The European Central Bank has warned global political uncertainty risks could, in a worst case scenario, reignite the 2009 debt crisis in the Eurozone.
The bank said the Brexit vote and the US election, as well as higher inflation and rising interest rates, is likely to systemically impact the Eurozone and increase asset price volatility.
In its Financial Stability Report, published today, the bank says: “Higher political uncertainty may lead to more domestically focused, growth-hindering policy agendas.
“This, in turn, could delay much-needed fiscal and structural reforms.”
It adds higher political uncertainty has contributed to periods of “elevated asset price volatility”.
The report says: “The improved market sentiment in the weeks after the UK referendum benefited from a timely and forceful response by the Bank of England, which cut the bank rate and introduced a package of measures designed to provide additional monetary stimulus.”

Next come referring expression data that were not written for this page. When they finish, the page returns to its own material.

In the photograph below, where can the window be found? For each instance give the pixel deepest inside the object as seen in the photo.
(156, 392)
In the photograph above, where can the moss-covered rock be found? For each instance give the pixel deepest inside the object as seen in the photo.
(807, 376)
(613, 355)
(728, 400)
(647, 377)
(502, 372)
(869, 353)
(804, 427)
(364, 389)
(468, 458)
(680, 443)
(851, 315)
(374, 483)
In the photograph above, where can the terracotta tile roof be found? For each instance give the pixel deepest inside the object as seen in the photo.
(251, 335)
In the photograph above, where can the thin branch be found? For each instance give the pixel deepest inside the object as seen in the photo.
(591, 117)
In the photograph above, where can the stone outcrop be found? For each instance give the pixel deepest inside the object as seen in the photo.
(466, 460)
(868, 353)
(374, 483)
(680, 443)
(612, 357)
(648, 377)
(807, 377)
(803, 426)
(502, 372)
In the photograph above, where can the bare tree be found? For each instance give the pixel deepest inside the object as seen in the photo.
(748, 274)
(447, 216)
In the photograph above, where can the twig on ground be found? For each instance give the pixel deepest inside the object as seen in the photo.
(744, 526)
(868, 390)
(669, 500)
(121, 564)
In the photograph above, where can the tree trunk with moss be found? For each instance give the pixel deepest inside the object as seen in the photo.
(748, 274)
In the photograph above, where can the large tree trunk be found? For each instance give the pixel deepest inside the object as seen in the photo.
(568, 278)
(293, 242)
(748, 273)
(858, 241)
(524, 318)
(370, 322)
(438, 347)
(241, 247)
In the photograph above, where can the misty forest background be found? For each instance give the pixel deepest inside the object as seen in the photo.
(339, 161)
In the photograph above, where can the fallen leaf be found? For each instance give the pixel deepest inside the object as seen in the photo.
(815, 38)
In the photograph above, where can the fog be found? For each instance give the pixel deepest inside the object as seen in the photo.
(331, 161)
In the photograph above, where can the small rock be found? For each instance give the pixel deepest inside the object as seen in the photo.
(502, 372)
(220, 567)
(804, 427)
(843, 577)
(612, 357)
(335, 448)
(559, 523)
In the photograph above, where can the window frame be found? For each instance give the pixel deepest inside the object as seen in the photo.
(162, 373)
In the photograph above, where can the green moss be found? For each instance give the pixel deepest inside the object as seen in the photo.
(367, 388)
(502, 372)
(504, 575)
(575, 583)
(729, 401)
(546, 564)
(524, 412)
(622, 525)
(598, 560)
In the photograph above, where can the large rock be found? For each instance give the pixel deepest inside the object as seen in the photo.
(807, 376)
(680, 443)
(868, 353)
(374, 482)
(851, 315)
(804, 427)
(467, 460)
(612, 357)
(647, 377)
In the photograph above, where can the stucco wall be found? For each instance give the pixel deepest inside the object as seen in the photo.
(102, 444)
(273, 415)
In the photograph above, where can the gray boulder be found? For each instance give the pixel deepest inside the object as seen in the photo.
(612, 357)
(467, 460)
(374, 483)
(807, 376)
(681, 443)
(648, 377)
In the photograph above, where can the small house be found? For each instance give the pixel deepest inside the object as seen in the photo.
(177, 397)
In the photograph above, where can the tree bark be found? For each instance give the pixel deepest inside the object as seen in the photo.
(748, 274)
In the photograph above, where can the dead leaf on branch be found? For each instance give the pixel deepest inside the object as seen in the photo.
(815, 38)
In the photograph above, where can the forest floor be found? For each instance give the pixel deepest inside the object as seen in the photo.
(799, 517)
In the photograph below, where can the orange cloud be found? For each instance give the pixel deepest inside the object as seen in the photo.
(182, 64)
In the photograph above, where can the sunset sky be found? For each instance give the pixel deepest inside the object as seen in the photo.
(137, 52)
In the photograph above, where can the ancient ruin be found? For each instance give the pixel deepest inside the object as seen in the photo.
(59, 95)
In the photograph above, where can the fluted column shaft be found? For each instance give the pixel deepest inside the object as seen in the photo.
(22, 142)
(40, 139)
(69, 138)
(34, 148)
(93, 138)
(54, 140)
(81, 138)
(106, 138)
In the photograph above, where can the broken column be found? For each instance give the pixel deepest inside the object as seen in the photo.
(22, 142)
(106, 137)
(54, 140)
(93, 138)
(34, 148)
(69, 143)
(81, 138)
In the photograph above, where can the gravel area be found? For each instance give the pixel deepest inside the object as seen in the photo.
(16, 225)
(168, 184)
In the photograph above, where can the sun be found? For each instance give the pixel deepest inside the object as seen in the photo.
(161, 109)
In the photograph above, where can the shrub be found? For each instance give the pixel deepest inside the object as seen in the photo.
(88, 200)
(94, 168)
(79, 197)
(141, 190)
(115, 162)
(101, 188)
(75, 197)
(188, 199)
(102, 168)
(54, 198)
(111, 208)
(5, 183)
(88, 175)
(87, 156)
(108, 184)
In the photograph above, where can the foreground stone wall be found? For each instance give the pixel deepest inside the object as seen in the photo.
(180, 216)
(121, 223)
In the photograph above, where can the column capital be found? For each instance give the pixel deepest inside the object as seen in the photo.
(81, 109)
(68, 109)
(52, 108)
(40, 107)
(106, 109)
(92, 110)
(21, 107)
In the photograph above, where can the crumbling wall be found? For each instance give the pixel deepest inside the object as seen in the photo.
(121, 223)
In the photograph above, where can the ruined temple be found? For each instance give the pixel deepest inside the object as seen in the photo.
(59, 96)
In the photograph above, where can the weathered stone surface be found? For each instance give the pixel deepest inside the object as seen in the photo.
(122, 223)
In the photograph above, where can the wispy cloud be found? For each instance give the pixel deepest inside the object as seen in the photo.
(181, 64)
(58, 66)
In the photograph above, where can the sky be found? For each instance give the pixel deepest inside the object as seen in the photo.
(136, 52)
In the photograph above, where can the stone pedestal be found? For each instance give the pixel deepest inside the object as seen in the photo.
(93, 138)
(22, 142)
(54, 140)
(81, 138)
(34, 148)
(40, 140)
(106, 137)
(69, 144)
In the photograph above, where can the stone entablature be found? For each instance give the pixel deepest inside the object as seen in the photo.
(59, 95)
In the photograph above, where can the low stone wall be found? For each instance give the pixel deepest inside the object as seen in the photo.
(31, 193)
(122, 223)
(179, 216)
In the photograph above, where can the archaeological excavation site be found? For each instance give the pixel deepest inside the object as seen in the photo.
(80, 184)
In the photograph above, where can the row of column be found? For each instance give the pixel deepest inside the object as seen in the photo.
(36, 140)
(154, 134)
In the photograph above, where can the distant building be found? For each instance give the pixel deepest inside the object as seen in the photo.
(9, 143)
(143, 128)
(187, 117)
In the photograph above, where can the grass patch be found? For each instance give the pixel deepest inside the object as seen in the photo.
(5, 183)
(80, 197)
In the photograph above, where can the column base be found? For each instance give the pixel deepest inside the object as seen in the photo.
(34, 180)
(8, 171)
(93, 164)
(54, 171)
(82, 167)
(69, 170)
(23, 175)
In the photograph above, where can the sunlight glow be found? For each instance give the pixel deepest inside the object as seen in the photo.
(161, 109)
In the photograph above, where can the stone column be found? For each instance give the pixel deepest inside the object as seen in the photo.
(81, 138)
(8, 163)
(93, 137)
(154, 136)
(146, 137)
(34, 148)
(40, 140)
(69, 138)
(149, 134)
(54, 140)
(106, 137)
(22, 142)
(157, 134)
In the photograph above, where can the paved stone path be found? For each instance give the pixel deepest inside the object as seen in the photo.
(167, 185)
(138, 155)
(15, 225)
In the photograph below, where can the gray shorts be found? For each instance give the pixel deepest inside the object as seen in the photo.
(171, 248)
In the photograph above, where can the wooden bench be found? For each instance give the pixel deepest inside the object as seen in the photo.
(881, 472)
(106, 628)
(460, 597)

The euro area government debt-to-GDP ratio is projected by the European Commission to stand at close to 90 per cent of GDP in 2017.
The report adds: “The implications of the recent US election for euro area financial stability are highly uncertain at the current juncture.
“This notwithstanding, economic policies in the United States will likely become more inward-oriented, while the fiscal deficit may grow as a result of tax reductions and increased infrastructure and defence spending.
“In such a scenario, the euro area economy may be impacted via trade channels and by possible spillover effects from higher interest and inflation rate expectations in the United States.”
The bank also warned on market falls, both for equity and bond investors.
It says: “Valuation measures– including the cyclically adjusted price to earnings ratio are in some regions hovering at levels which, in the past, have been harbingers of impending large corrections.”
The bank said if volatility is “highly persistent” as during the global financial crisis, shocks to financial market sentiment are “long lasting”, the central bank intervention in monetary policy would continue.